Briefly, there are a couple of things. Number one is certainly access to all the file that the government has, not just the information that the court is given. Number two, the ability to have that interplay with the person who's subject to the certificate is going to be critical in a way—and their advocate, their own lawyer—that can help to provide information, to provide evidence, so that indeed a special advocate could be able to call, perhaps, witnesses, and provide other documentary evidence that could really challenge and contradict the government's position.

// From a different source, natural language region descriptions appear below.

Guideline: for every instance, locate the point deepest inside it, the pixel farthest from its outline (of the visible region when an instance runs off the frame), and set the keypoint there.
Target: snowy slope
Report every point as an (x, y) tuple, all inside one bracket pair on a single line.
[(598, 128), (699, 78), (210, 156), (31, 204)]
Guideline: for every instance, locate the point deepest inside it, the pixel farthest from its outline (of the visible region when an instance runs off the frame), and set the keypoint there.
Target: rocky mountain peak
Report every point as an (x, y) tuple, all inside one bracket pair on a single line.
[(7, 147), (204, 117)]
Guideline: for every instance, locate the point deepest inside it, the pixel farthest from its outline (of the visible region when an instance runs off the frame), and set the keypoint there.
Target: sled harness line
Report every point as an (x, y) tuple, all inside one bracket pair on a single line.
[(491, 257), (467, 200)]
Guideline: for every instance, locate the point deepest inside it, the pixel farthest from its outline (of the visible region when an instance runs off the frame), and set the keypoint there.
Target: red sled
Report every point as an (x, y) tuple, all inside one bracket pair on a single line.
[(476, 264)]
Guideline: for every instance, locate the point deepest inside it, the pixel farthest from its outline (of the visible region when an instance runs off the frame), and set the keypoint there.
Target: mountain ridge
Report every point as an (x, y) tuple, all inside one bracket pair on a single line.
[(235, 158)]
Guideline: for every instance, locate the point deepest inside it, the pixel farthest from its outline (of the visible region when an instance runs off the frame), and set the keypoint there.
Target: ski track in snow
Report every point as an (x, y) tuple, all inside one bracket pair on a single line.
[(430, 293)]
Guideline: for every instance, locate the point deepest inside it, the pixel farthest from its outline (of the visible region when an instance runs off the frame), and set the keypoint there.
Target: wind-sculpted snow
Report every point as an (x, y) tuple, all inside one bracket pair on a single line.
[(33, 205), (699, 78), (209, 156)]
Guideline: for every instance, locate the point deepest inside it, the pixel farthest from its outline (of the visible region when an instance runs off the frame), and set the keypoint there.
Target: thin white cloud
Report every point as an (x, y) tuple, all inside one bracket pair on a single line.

I want to quickly make this point, though, and this goes to pages 301 and 302 of the Arar inquiry report. I just want to quote this, because it goes to the tendency of government--and it was certainly clear under the Arar inquiry--to over-claim national security confidentiality. I'll say this. This is Justice O'Connor:
However, the public hearing part of the Inquiry could have been more comprehensive than it turned out to be, if the Government had not, for over a year, asserted NSC claims over a good deal of information that eventually was made public, either as a result of the Government’s decision to reredact certain documents beginning in June 2005, or through this report. Throughout the in camera hearings that ended in April 2005 and during the first month of the public hearings in May 2005, the Government continued to claim NSC over information that it has since recognized may be disclosed publicly. This “overclaiming” occurred despite the Government’s assurance at the outset of the Inquiry that its initial NSC claims would reflect its “considered” position and would be directed at maximizing public disclosure. The Government’s initial NSC claims were not supposed to be an opening bargaining position.
As a matter of fact it's always going to be the case that the government, in its claims for NSC confidentiality, is probably going to overstate the case. It's going to be conservative. I don't necessarily say there's anything nefarious about that.